Second, the logic as I see you advance seems to go as follows:

1. Explaining the historical origins of poverty in terms of geography leaves us without someone to blame.

2. Without someone to blame no one will do anything about poverty.

3. Therefore poverty cannot be explained in terms of geography, OR,

4. I should unfairly castigate people who do explain poverty in terms of geography so as to better achieve my political aims.

I disagree with all four of these.

1. When your use of geography relates to explaining why certain groups successfully exploited other groups, this does not leave you without someone to blame.

2. I do not believe that an inability to effectively blame someone will mean that no one will be interested in ameliorating poverty. This is easily proven, people donate to victims of natural disasters, groups give foreign aid to victims of violence not perpetrated by the donors, etc.

3. This obviously doesn’t follow except in a fantasy land where wishing makes things so.

4. And this is dishonest.
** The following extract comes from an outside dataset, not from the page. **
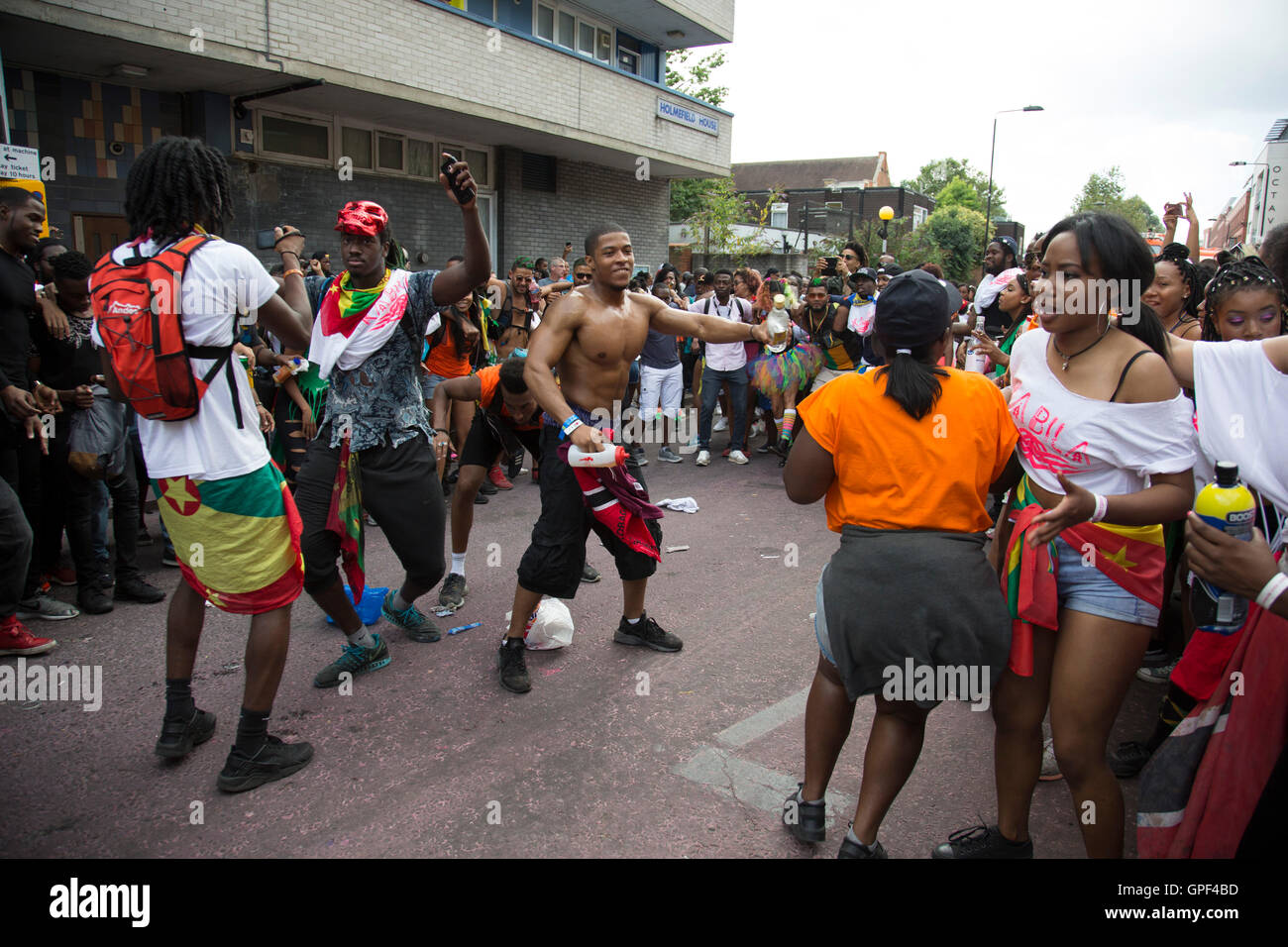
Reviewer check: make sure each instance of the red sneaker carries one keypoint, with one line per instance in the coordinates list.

I suppose maybe I could be moved to endorse dishonesty if I thought that crackpot arguments equating geographic determinism with racism were the only ways to accomplish good in the world, but I don’t, so I don’t.

Note that none of these arguments actually require me to accept any degree of geographic determinism- the “geography = racism because it excuses inaction so we should castigate it” position is a crackpot argument no matter what your thoughts may be on Diamond’s book.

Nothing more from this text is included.